Bu söylem ülkemizin Lübnanlaştırılması hedefinin açık ifadesidir. Lübnan’dan sonra emperyalizm tarafından Irak’ın da benzer bir modelle nasıl üçe bölündüğü ortadadır. Bahçeli, ülkemizin bölünmesinin yolunu yapmaktadır.

Bahçeli’nin bu söylemi, Büyük Ortadoğu Projesi’nin böl-parçala-yönet siyasetinin ülkemize uyarlanmış halidir. Bahçeli emperyalizme ve Siyonist İsrail’in çıkarlarına paralel bir siyaset yürütmektedir.

Cemevlerini resmi olarak ibadethane saymayan ve zorunlu din derslerini dayatan zihniyet önce anayasanın temel ilkesi laikliğin gereklerini yerine getirmelidir.

Etnik ve mezhepsel bir tanımla Türkiye’de rejimin tanımlanması anayasaya aykırıdır. Bahçeli, anayasal bir suç işlemektedir.

Bahçeli tarafından dile getirilen bu görüş, 1923 Cumhuriyeti’nin yıkılışının ve yerine gerici bir rejim inşa etme niyetinin ilanından başka bir şey değildir. Yeni anayasa talebi, AKP-MHP eliyle kurulan gerici emek düşmanı rejiminin yeni hukuku olarak istenmektedir.

10 yıldır Suriye’de din adına yürütülen kanlı savaşın Suriye’yi nasıl parçaladığı ve bugün Suriye’nin birliğini cihatçıların sağlayamadığı ortadayken Türkiye’de benzer bir senaryonun yolunu döşemek gaflet, dalalet ve ihanettir. Suriye halkının istikrarının ve birliğinin en temel şartının laiklik ve anayasal Cumhuriyet yurttaşlığı olduğu ise bir kez daha görülmüştür.

Ülkemizi, adım adım bir Ortadoğu ülkesi yapmak isteyen AKP ve MHP’ye karşı hangi kökenden olursa olsun bütün emekçilerin ortak mücadelesinin örülmesi zamanı gelmiştir!

Kürt sorununda “çözüm” ile ülkemizin Lübnanlaştırılması arasında hiçbir bağlantı yoktur!

Alevi yurttaşların tanınmasının yolu laikliğin tam olarak uygulanmasından geçer!

Bahçeli tarafından dile getirilen bu sözler aynı zamanda Alevi ve Kürt yurttaşların Cumhurbaşkanı olamayacağının da ikrarı olarak tam bir ayrımcılıktır!

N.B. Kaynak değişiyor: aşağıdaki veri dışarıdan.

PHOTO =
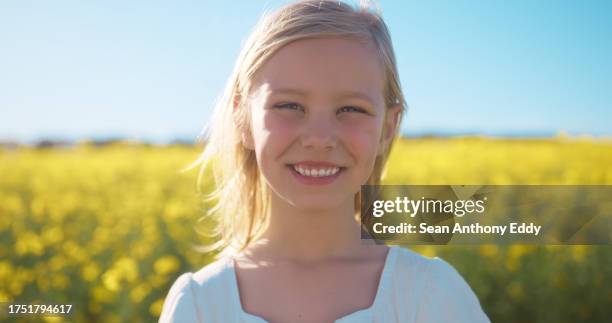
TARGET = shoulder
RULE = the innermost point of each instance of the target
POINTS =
(192, 294)
(439, 293)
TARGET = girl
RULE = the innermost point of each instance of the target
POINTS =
(308, 116)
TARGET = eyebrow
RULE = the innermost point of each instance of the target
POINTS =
(342, 95)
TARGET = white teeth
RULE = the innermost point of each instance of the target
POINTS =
(316, 172)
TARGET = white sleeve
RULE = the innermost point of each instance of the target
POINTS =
(447, 297)
(179, 305)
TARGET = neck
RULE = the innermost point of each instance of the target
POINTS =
(311, 234)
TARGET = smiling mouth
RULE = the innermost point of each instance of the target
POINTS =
(316, 171)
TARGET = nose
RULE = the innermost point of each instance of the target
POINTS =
(319, 134)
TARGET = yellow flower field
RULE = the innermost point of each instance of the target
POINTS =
(108, 229)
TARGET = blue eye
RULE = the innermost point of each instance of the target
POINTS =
(290, 106)
(352, 109)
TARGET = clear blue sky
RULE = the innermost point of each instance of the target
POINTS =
(152, 69)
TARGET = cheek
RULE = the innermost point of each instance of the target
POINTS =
(363, 138)
(271, 134)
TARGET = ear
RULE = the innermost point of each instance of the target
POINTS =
(243, 125)
(389, 126)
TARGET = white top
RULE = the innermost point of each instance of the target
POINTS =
(412, 288)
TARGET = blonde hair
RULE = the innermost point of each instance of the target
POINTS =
(241, 198)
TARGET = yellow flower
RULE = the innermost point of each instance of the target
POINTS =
(166, 265)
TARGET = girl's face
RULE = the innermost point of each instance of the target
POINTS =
(317, 115)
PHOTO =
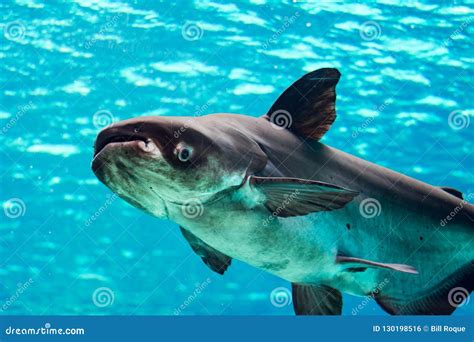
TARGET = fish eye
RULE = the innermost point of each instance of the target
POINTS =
(184, 153)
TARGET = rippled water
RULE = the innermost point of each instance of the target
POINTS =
(66, 69)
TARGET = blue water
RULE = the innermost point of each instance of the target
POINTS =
(68, 69)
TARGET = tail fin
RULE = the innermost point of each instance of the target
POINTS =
(442, 299)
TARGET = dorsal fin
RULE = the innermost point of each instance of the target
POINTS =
(452, 191)
(307, 107)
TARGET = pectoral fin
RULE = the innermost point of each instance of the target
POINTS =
(215, 260)
(294, 196)
(316, 300)
(452, 191)
(356, 262)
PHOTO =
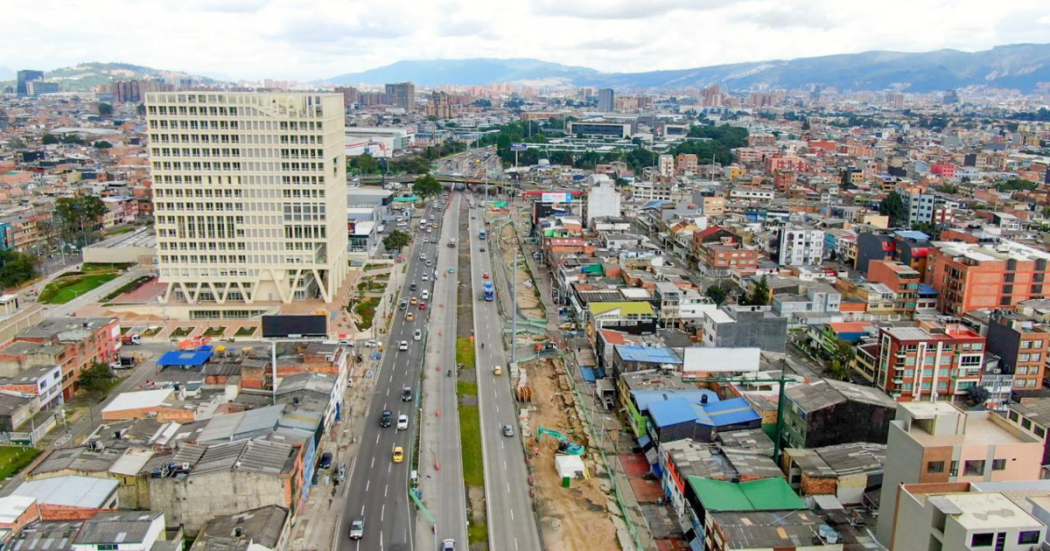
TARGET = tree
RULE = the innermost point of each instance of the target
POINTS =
(397, 240)
(97, 380)
(79, 217)
(716, 293)
(426, 187)
(17, 268)
(978, 396)
(759, 295)
(893, 206)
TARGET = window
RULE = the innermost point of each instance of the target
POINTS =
(1028, 536)
(973, 468)
(982, 539)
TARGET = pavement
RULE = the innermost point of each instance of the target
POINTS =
(440, 457)
(511, 522)
(377, 488)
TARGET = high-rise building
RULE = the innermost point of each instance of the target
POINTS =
(24, 77)
(938, 443)
(250, 195)
(606, 100)
(402, 94)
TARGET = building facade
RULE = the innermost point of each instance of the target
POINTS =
(250, 191)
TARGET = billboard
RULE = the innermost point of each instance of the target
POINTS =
(294, 326)
(716, 360)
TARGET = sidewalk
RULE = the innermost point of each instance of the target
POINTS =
(542, 277)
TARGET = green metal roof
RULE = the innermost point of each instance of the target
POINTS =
(765, 494)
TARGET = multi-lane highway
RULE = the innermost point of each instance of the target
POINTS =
(441, 460)
(511, 525)
(376, 490)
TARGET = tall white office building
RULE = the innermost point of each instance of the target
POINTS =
(249, 194)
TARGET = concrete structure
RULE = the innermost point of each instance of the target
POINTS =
(939, 443)
(971, 276)
(945, 516)
(256, 216)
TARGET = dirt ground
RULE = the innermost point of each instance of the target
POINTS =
(574, 517)
(528, 301)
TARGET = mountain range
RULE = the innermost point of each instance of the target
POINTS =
(1017, 66)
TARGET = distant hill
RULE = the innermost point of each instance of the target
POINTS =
(478, 70)
(87, 76)
(1020, 66)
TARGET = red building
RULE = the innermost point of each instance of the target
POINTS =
(931, 361)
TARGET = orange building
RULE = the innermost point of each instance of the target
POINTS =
(969, 276)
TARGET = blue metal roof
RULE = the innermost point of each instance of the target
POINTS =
(693, 396)
(185, 359)
(672, 411)
(731, 411)
(648, 354)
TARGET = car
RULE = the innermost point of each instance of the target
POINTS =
(357, 529)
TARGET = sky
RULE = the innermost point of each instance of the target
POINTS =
(307, 41)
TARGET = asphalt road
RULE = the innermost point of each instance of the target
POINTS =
(511, 525)
(376, 489)
(441, 460)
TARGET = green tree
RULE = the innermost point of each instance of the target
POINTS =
(17, 268)
(397, 240)
(79, 218)
(97, 380)
(716, 293)
(426, 187)
(893, 206)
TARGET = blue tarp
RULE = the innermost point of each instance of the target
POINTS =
(185, 359)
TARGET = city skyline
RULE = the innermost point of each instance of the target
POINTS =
(281, 40)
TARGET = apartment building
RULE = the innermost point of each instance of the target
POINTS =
(1023, 345)
(970, 276)
(250, 191)
(938, 443)
(940, 516)
(932, 361)
(903, 280)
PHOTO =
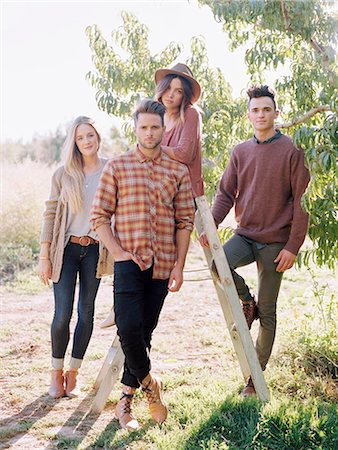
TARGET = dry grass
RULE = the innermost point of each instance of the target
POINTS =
(191, 351)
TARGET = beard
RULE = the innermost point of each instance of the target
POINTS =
(153, 145)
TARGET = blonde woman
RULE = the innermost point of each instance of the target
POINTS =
(69, 248)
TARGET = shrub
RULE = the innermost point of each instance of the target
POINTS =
(25, 187)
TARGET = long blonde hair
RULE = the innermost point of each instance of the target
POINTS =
(73, 166)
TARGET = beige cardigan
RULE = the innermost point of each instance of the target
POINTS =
(54, 230)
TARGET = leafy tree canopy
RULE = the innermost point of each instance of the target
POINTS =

Irak’ın ABD tarafından işgali öncesi Ecevit hükümetinin düşmesine neden olan, Abdullah Gül’ün cumhurbaşkanlığının Meclis’te önünü açan, Erdoğan’ın tek adam rejimini gündeme getiren, seçimleri kaybeden AKP’ye payanda olan Bahçeli’nin bu sözlerinin anlamı bütün yurttaşlarımız tarafından görülmelidir. Bahçeli’nin sözleri ABD elçisi tarafından dile getirilen görüşün aynısıdır!

Yeni bir Cumhuriyet için devrimci saflara!”